From M I learned how to be opinionated, to pave my own path. I learned to have the courage behind my convictions, to speak up, and to write my own major in college (something she did, and so did I.) M, also a writer — a print journalist, in fact — has always encouraged me with my writing but also demonstrated how to dedicate your life to work that you love, while being a dedicated mother, too.
My sisters are both incredibly generous and caring. My sisters are thoughtful and artistically gifted. My sisters often know just the right thing to say.
My sisters are, and always have been, beautiful. I wanted to be just like them, alternately, at different times in my life. They are so different, it’s impossible to want to be just like both of them at once. They were the ones from whom I stole blush and lip gloss, whose Danielle Steele novels I read, whose wedge espadrilles I wore, at their chagrin, as soon as my feet were as big as theirs. I tried my sisters on like dresses, to see which one I would turn out to be.
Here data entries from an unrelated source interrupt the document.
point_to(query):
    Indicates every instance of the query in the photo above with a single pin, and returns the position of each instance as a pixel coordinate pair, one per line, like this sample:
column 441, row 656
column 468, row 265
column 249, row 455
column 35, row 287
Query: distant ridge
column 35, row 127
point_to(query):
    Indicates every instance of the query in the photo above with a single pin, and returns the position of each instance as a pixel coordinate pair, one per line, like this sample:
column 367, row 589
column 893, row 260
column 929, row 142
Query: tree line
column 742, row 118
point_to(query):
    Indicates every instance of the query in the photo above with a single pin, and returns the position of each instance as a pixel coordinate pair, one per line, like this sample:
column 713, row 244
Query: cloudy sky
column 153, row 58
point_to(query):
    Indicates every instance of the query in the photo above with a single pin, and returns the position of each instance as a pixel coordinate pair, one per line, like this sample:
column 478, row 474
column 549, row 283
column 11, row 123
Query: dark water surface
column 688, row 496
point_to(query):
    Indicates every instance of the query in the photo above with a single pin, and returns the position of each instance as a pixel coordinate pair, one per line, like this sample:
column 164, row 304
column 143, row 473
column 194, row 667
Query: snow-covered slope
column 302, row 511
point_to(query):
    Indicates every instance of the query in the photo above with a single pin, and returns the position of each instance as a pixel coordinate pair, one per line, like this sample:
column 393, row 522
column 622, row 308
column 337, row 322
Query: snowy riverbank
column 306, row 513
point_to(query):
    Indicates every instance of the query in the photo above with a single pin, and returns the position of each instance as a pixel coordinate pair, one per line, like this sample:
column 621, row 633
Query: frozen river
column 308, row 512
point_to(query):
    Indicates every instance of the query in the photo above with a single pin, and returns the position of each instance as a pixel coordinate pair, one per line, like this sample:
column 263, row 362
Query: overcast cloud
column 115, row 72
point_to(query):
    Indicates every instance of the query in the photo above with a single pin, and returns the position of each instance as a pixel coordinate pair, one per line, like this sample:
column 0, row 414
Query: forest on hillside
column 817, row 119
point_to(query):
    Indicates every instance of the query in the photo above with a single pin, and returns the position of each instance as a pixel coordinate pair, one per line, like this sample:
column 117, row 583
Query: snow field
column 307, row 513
I’m sure that many of the lessons I learned from my sisters, I also learned from my parents, or my sisters learned from my parents and passed down to me, the little sister. But that’s another post.
This one is about my sisters.

April 24th, 2008 at 12:03 pm
What a wonderful tribute to your sisters, Marijean! Having grown up an only, I can almost imagine what it might have been like to have big sisters like yours.
April 24th, 2008 at 8:20 pm
Very sweet. Perhaps K and I led the way, but you’ve gone far beyond us. If Hillary doesn’t succeed, I’m fairly certain you’ll be our first woman president.
But I didn’t read Danielle Steele novels! Must have been K.